Spell checkers are excellent things, but I think we can all agree that over-relying on them is a mistake. Like anything else, they have their limitations. The one I’m talking about today is wrong word usage.
I posted a column a while back about beta readers and why we need them. One thing I discussed in that column is that spellcheckers, for some reason, don’t always notice when you’ve used the wrong word. I used to have a weird habit of using “reign it in” instead of “rein it in,” a small but glaring malapropism that my spellchecker completely missed but my beta readers (wonderful human beings that they are) didn’t.
That’s the great thing about humans over spellcheckers; spellcheckers only know if your writing matches the rules they’re programmed with. Humans are able to think and thus realise what you meant to say and where you’ve gone wrong. We humans have our own internal spellchecker that we’ve been reprogramming every time we’ve read anything our whole lives. It’s not infallible, however, especially when it comes to our own work, which is one reason we need beta readers.
Where it gets fun is when a person’s spellchecker ends up with a bit of programming that is just plain wrong.
A girl I knew at school once got shouting angry over the word “hasty.” She was convinced it meant “slow” and was absolutely ready to die on that hill (we English nerds attract each other, alright?). We finally called over an English teacher, who thought it over and concluded that she’d misunderstood the phrase, “more speed, less haste.” Another girl was absolutely sure that magenta was a shade of blue, and smugly insisted that I, the author of a book I cited as evidence, and friggin’ Crayola were idiots for thinking it was actually pink (that girl and I were not on the kind of terms that allowed for a lot of unpacking, and so the mystery of how she came to this conclusion remains unsolved).

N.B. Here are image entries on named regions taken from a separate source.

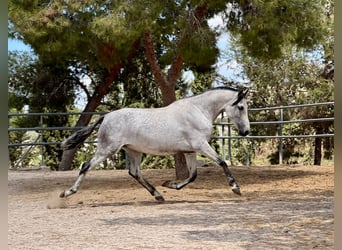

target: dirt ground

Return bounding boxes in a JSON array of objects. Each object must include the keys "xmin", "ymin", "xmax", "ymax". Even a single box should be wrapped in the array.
[{"xmin": 8, "ymin": 166, "xmax": 334, "ymax": 250}]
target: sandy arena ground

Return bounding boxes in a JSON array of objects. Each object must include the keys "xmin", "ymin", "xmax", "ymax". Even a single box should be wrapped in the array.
[{"xmin": 8, "ymin": 166, "xmax": 334, "ymax": 250}]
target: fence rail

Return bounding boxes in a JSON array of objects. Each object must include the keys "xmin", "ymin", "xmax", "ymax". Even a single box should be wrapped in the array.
[{"xmin": 8, "ymin": 102, "xmax": 334, "ymax": 164}]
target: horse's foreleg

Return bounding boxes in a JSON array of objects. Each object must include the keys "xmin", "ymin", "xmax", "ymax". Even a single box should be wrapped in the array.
[
  {"xmin": 125, "ymin": 149, "xmax": 164, "ymax": 201},
  {"xmin": 163, "ymin": 153, "xmax": 197, "ymax": 190},
  {"xmin": 201, "ymin": 143, "xmax": 241, "ymax": 195},
  {"xmin": 59, "ymin": 149, "xmax": 109, "ymax": 198},
  {"xmin": 59, "ymin": 161, "xmax": 90, "ymax": 198}
]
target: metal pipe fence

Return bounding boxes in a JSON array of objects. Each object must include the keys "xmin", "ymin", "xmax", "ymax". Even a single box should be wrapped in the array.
[{"xmin": 8, "ymin": 102, "xmax": 334, "ymax": 165}]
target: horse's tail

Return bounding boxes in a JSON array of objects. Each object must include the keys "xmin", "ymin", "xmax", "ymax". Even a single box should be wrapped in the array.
[{"xmin": 61, "ymin": 116, "xmax": 104, "ymax": 150}]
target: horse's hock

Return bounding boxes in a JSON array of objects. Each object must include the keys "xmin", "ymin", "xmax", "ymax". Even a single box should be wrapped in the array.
[{"xmin": 8, "ymin": 166, "xmax": 334, "ymax": 249}]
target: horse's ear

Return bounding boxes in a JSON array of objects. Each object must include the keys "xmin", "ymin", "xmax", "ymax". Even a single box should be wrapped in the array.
[{"xmin": 232, "ymin": 88, "xmax": 249, "ymax": 106}]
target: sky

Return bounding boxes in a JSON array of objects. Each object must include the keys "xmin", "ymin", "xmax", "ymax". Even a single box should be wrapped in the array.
[
  {"xmin": 8, "ymin": 11, "xmax": 244, "ymax": 82},
  {"xmin": 8, "ymin": 12, "xmax": 245, "ymax": 108}
]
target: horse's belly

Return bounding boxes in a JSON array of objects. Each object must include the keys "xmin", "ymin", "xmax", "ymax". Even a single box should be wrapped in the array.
[{"xmin": 125, "ymin": 145, "xmax": 179, "ymax": 155}]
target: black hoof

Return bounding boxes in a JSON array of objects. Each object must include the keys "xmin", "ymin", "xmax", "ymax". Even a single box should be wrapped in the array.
[
  {"xmin": 162, "ymin": 181, "xmax": 178, "ymax": 189},
  {"xmin": 154, "ymin": 196, "xmax": 165, "ymax": 202},
  {"xmin": 232, "ymin": 187, "xmax": 241, "ymax": 195}
]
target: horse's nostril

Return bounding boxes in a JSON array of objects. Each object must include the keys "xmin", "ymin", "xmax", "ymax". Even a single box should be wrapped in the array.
[{"xmin": 239, "ymin": 130, "xmax": 249, "ymax": 136}]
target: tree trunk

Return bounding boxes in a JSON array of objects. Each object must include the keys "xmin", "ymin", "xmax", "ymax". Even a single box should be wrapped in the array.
[{"xmin": 314, "ymin": 125, "xmax": 322, "ymax": 166}]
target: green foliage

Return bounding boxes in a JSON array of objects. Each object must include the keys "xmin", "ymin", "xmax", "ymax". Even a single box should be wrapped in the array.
[{"xmin": 227, "ymin": 0, "xmax": 328, "ymax": 60}]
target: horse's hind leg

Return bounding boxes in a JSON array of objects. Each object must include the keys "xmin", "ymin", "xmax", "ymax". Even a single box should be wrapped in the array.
[
  {"xmin": 125, "ymin": 148, "xmax": 164, "ymax": 201},
  {"xmin": 200, "ymin": 143, "xmax": 241, "ymax": 195},
  {"xmin": 59, "ymin": 151, "xmax": 110, "ymax": 198},
  {"xmin": 163, "ymin": 153, "xmax": 197, "ymax": 190}
]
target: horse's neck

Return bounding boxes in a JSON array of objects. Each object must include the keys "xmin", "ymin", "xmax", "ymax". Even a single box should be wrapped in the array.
[{"xmin": 194, "ymin": 90, "xmax": 233, "ymax": 121}]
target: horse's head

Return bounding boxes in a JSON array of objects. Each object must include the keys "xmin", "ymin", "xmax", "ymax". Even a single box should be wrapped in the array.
[{"xmin": 225, "ymin": 88, "xmax": 250, "ymax": 136}]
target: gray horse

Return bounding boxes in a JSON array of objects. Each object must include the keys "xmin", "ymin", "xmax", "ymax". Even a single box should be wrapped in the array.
[{"xmin": 60, "ymin": 87, "xmax": 250, "ymax": 201}]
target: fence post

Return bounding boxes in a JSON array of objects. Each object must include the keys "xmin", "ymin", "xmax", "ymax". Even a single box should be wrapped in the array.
[
  {"xmin": 228, "ymin": 120, "xmax": 233, "ymax": 164},
  {"xmin": 221, "ymin": 112, "xmax": 226, "ymax": 160},
  {"xmin": 39, "ymin": 115, "xmax": 45, "ymax": 167},
  {"xmin": 279, "ymin": 106, "xmax": 284, "ymax": 165}
]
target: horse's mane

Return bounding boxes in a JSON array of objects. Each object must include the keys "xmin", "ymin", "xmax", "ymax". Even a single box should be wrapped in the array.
[{"xmin": 205, "ymin": 86, "xmax": 239, "ymax": 92}]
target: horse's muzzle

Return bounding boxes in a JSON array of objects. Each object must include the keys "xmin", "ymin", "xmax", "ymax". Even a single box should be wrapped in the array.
[{"xmin": 239, "ymin": 130, "xmax": 249, "ymax": 136}]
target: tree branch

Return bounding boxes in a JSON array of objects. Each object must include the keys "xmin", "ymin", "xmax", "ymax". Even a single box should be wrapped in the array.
[{"xmin": 143, "ymin": 31, "xmax": 168, "ymax": 87}]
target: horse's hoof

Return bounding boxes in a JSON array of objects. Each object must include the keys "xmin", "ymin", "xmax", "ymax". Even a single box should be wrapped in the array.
[
  {"xmin": 232, "ymin": 186, "xmax": 241, "ymax": 195},
  {"xmin": 59, "ymin": 191, "xmax": 65, "ymax": 198},
  {"xmin": 162, "ymin": 181, "xmax": 177, "ymax": 189},
  {"xmin": 154, "ymin": 195, "xmax": 165, "ymax": 202}
]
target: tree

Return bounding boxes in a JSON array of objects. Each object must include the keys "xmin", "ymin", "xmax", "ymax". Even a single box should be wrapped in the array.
[{"xmin": 8, "ymin": 52, "xmax": 79, "ymax": 168}]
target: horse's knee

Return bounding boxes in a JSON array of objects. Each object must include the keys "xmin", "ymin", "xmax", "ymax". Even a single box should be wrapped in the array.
[
  {"xmin": 189, "ymin": 169, "xmax": 197, "ymax": 182},
  {"xmin": 79, "ymin": 161, "xmax": 90, "ymax": 175},
  {"xmin": 128, "ymin": 170, "xmax": 138, "ymax": 179}
]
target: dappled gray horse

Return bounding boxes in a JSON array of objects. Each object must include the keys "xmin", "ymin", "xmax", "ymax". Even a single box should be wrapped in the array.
[{"xmin": 60, "ymin": 87, "xmax": 250, "ymax": 201}]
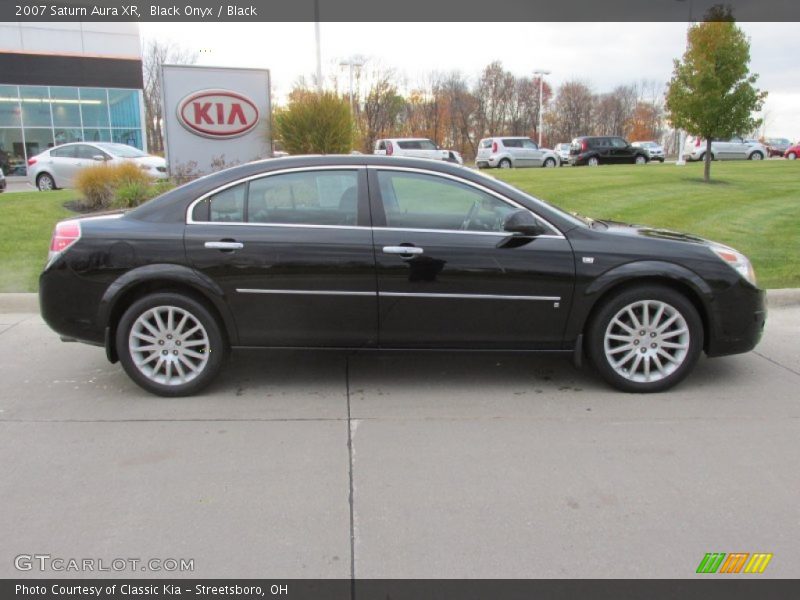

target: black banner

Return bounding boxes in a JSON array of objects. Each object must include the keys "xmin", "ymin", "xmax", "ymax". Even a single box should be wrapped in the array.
[
  {"xmin": 0, "ymin": 575, "xmax": 800, "ymax": 600},
  {"xmin": 0, "ymin": 0, "xmax": 800, "ymax": 22}
]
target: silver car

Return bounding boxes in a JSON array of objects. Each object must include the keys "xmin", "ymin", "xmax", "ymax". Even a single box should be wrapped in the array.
[
  {"xmin": 631, "ymin": 142, "xmax": 664, "ymax": 162},
  {"xmin": 28, "ymin": 142, "xmax": 167, "ymax": 191},
  {"xmin": 683, "ymin": 136, "xmax": 767, "ymax": 160},
  {"xmin": 475, "ymin": 136, "xmax": 561, "ymax": 169}
]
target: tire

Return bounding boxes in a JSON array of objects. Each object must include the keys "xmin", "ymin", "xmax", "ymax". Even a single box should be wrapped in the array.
[
  {"xmin": 586, "ymin": 285, "xmax": 703, "ymax": 393},
  {"xmin": 115, "ymin": 292, "xmax": 227, "ymax": 397},
  {"xmin": 36, "ymin": 173, "xmax": 56, "ymax": 192}
]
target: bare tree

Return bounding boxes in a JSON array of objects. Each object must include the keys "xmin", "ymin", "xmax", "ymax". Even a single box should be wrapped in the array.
[{"xmin": 142, "ymin": 39, "xmax": 197, "ymax": 152}]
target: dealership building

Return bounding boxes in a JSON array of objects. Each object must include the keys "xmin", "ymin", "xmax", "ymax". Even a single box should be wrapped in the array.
[{"xmin": 0, "ymin": 23, "xmax": 147, "ymax": 175}]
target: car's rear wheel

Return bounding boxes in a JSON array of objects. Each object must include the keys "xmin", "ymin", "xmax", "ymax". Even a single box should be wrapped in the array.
[
  {"xmin": 116, "ymin": 292, "xmax": 226, "ymax": 396},
  {"xmin": 587, "ymin": 285, "xmax": 703, "ymax": 392},
  {"xmin": 36, "ymin": 173, "xmax": 56, "ymax": 192}
]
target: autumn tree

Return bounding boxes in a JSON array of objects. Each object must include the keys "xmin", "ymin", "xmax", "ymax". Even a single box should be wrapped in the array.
[
  {"xmin": 666, "ymin": 15, "xmax": 767, "ymax": 182},
  {"xmin": 274, "ymin": 90, "xmax": 353, "ymax": 154}
]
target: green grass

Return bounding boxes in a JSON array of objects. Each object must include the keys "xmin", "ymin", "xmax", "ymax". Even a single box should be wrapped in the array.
[
  {"xmin": 0, "ymin": 160, "xmax": 800, "ymax": 292},
  {"xmin": 0, "ymin": 190, "xmax": 77, "ymax": 292},
  {"xmin": 491, "ymin": 160, "xmax": 800, "ymax": 288}
]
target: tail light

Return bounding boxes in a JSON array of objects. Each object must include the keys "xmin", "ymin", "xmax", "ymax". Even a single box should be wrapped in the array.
[{"xmin": 47, "ymin": 220, "xmax": 81, "ymax": 261}]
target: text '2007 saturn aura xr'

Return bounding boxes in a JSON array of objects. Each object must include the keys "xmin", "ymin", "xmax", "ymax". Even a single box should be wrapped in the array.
[{"xmin": 40, "ymin": 156, "xmax": 766, "ymax": 396}]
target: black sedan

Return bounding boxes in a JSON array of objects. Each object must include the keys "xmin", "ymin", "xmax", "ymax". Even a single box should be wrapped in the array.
[
  {"xmin": 39, "ymin": 156, "xmax": 766, "ymax": 396},
  {"xmin": 569, "ymin": 136, "xmax": 650, "ymax": 167}
]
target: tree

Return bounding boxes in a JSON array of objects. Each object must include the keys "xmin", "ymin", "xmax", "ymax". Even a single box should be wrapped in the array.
[
  {"xmin": 142, "ymin": 39, "xmax": 197, "ymax": 153},
  {"xmin": 667, "ymin": 16, "xmax": 767, "ymax": 182},
  {"xmin": 275, "ymin": 90, "xmax": 353, "ymax": 154}
]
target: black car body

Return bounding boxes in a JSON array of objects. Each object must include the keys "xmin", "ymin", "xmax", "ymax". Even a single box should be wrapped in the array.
[
  {"xmin": 569, "ymin": 136, "xmax": 650, "ymax": 166},
  {"xmin": 40, "ymin": 156, "xmax": 765, "ymax": 395}
]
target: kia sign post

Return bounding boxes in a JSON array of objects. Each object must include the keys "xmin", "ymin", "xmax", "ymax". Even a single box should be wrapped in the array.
[{"xmin": 161, "ymin": 65, "xmax": 272, "ymax": 175}]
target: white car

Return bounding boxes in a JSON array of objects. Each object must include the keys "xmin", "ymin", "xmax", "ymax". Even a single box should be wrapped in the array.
[
  {"xmin": 475, "ymin": 136, "xmax": 561, "ymax": 169},
  {"xmin": 372, "ymin": 138, "xmax": 464, "ymax": 165},
  {"xmin": 683, "ymin": 136, "xmax": 768, "ymax": 160},
  {"xmin": 631, "ymin": 142, "xmax": 665, "ymax": 162},
  {"xmin": 28, "ymin": 142, "xmax": 167, "ymax": 191}
]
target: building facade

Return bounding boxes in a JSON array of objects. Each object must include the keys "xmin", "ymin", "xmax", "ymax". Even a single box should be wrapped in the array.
[{"xmin": 0, "ymin": 23, "xmax": 147, "ymax": 175}]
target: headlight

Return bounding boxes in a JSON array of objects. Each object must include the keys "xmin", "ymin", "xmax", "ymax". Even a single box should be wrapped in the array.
[{"xmin": 710, "ymin": 244, "xmax": 756, "ymax": 286}]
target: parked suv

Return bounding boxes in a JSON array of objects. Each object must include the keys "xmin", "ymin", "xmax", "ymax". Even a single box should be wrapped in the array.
[
  {"xmin": 569, "ymin": 136, "xmax": 650, "ymax": 167},
  {"xmin": 683, "ymin": 136, "xmax": 767, "ymax": 160},
  {"xmin": 372, "ymin": 138, "xmax": 464, "ymax": 165},
  {"xmin": 631, "ymin": 142, "xmax": 664, "ymax": 163},
  {"xmin": 28, "ymin": 142, "xmax": 167, "ymax": 191},
  {"xmin": 475, "ymin": 136, "xmax": 561, "ymax": 169}
]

So, yeah. Humans can think, but our programming is as able to be wrong as a spellchecker. That’s why, as with most things, it’s best to use a variety of methods to give yourself the most opportunities to catch mistakes.
Throw words you’re not sure about into a search engine before you use them. Use your spellchecker. Use beta readers. Sneak in quick rereads at odd moments, and one last one before you his SEND just to be safe.
Finally, just accept that, no matter how many times you read your brain-baby through, or how many beta readers check it over for you, after sending it off you will find a glaring mistake that somehow got missed before, and it will be embarrassing. That’s just how it works.